Questlove’s commentary

I have nothing to say about the Trayvon Martin/George Zimmerman trial. I’m not a lawyer, I’m not involved in the case, and this country has more than enough marginally-informed people offering opinions.  I’ll not add to that mess.

However, I was deeply moved by this piece by Questlove. In it, he lays out how even a successful, wealthy artist cannot escape the categorizations imposed upon him by the way our society reads his skin and size. His elevator anecdote says it all.  Now, some folks might think his experience is overblown, or maybe unique. I am absolutely certain it is not.

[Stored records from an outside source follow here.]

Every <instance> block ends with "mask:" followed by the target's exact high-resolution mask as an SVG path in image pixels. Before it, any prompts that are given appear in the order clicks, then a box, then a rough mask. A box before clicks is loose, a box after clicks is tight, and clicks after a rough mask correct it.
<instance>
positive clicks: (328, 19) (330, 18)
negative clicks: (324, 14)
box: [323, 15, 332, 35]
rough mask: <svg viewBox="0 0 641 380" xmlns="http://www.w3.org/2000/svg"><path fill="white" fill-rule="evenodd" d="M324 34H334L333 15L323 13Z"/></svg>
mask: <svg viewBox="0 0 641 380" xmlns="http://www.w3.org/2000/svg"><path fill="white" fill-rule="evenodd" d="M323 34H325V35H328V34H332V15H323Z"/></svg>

During my third year at the University of Virginia, I went to the Barracks Road Shopping Center with my teammate, Donald Scott.  I think Donald drove. I forget what we were going there to buy, or exactly what store we were in (grocery? department store?).  It was the middle of the day, and both Donald and I were wearing our athletic-department issued sweats (UVa issued really drab gray sweatshirts and sweatpants, totally generic and nondescript) because we were headed to practice later.  Donald was wearing a Raiders jacket over his sweats. Basically, there was nothing on us that indicated we were students, let alone student-athletes, at UVa.

We went into the store, and walked up and down the aisles.  After a couple of minutes, I started to feel…off. Something was weird.  I started looking around, and after a minute or two realized that we were being watched. Not in passing. Rather directly.

As potential shoplifters.

Now, I’d been in this store many times, usually by myself (it was within easy walking distance of our apartment – Donald and I were just being lazy by driving), often dressed more or less as I was that day. Nobody had ever watched me like this. Nobody had ever watched me, as best as I could tell, at all.  Donald was the variable.  In the presence of a 6 foot tall, 185lb black man in a Raiders jacket, I was converted from uninteresting to potential criminal.

For the first time in my life, for just a moment, I realized what Donald must have had to deal with every single day, in any number of settings, and I was horrified.  Yet I say “for just a moment” because, of course, I am white and of an upper middle-class background. I could go home, change into some nicer clothes, and come back without Donald and return to my previously uninteresting self.  I had an escape hatch. Donald had no escape. None of my friends and teammates who looked like Donald had an escape. This was their lives. Every day.

I’ve never gotten over that experience – the very brief window into someone else’s life, and the horribly oppressive feel of that life.  I didn’t know how to talk about this with Donald, with anyone. What can you say to someone – sorry your life is so obviously oppressive because of the social expectations attached to your age, race, and gender?  Reading Questlove’s piece today brought that all back for me. I still don’t know what to say. Except that what Questlove describes is real, and is horrible, and deserves to be taken seriously.